Carl Icahn Increases Nuance Stake, May Seek Board SeatJeremy R. Cooke and Olga Kharif
Billionaire investor Carl Icahn boosted his stake in Nuance Communications Inc. and may seek to put a representative on the board of the speech-recognition software maker.
Funds controlled by Icahn, including Icahn Partners LP and Icahn Onshore LP, reported a combined 16.9 percent stake in Nuance, up from 16.4 percent, according to a filing with the U.S. Securities and Exchange Commission yesterday.
Icahn uses holdings to seek change in companies he deems undervalued or ill-managed. When Icahn fist took a stake in Nuance, the investment was seen as a move to push the company to sell itself or shed some businesses. Nuance Chief Executive Officer Paul Ricci is seeking to revive growth as the Burlington, Massachusetts-based company expands in voice-recognition tools that can be used over the Web and on mobile devices.
The Federal Trade Commission also granted Icahn approval of a Nuance-related transaction yesterday without providing further details.
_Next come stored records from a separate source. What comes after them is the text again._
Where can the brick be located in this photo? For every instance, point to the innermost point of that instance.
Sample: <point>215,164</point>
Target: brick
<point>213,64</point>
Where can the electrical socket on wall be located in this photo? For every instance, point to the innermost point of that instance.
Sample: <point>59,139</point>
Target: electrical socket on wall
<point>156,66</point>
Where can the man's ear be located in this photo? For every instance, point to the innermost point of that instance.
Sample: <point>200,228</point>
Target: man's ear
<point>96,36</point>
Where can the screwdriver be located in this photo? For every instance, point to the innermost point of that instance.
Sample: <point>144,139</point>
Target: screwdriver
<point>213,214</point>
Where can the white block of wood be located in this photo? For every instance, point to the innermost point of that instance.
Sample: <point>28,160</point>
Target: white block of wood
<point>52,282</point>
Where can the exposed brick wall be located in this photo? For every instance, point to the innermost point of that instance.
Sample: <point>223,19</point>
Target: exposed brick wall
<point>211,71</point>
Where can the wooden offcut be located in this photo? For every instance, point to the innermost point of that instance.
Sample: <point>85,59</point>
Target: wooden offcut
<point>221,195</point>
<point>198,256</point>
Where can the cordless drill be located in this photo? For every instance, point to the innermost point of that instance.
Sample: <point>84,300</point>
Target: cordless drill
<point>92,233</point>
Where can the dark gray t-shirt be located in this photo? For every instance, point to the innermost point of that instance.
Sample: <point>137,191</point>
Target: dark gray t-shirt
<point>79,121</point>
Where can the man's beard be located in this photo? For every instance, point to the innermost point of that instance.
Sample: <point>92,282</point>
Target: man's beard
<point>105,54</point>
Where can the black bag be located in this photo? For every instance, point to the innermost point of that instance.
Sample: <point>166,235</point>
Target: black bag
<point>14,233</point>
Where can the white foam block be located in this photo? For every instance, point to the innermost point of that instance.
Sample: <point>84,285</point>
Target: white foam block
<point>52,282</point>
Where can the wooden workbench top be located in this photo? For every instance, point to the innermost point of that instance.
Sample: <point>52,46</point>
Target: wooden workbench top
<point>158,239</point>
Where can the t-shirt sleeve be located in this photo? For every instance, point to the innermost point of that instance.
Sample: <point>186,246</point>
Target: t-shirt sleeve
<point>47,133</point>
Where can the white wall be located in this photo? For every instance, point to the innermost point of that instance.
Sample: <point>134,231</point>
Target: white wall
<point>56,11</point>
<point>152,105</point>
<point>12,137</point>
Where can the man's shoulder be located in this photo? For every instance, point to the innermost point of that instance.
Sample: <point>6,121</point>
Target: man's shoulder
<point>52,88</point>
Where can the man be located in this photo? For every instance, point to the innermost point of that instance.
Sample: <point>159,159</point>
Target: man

Nuance adopted a stockholder rights plan, which went into effect yesterday, designed to reduce the likelihood that a shareholder can gain control of the company by buying up shares on the open market.
If he gets a board seat, Icahn could push Nuance to sell some of its businesses, or the entire company. Potential suitors for Nuance could include Microsoft Corp., International Business Machines Corp. or Oracle Corp., according to Shyam Patil, an analyst at Wedbush Securities Inc. It’s also possible that Apple Inc. or Google Inc. would be interested in Nuance’s mobile technology, he said on Aug. 8.
Shares in Nuance rose 2.1 percent to $18.69 at 11:33 a.m. in New York, after reaching $19 for the biggest intraday gain since May 21. The stock had declined 18 percent this year through yesterday.
Nuance plunged the most in more than six years on Feb. 8 after cutting full-year sales and profit forecasts, citing shifting demand for software. The company said at the time that transcription volume was falling as health-industry customers switched to electronic medical records and its new Dragon Medical speech-to-text software.
“We remain committed to maintaining greater price discipline and to driving towards a focus on recurring revenues,” Ricci said on an Aug. 6 conference call with investors. “For these reasons, and being mindful of recent execution issues, we’ve taken a guarded approach” to guidance.
Carl Icahn didn’t respond to a request for comment. Richard Mack, a spokesman for Nuance, said the company “welcomes communications with stockholders and values input toward the goal of enhancing stockholder value.”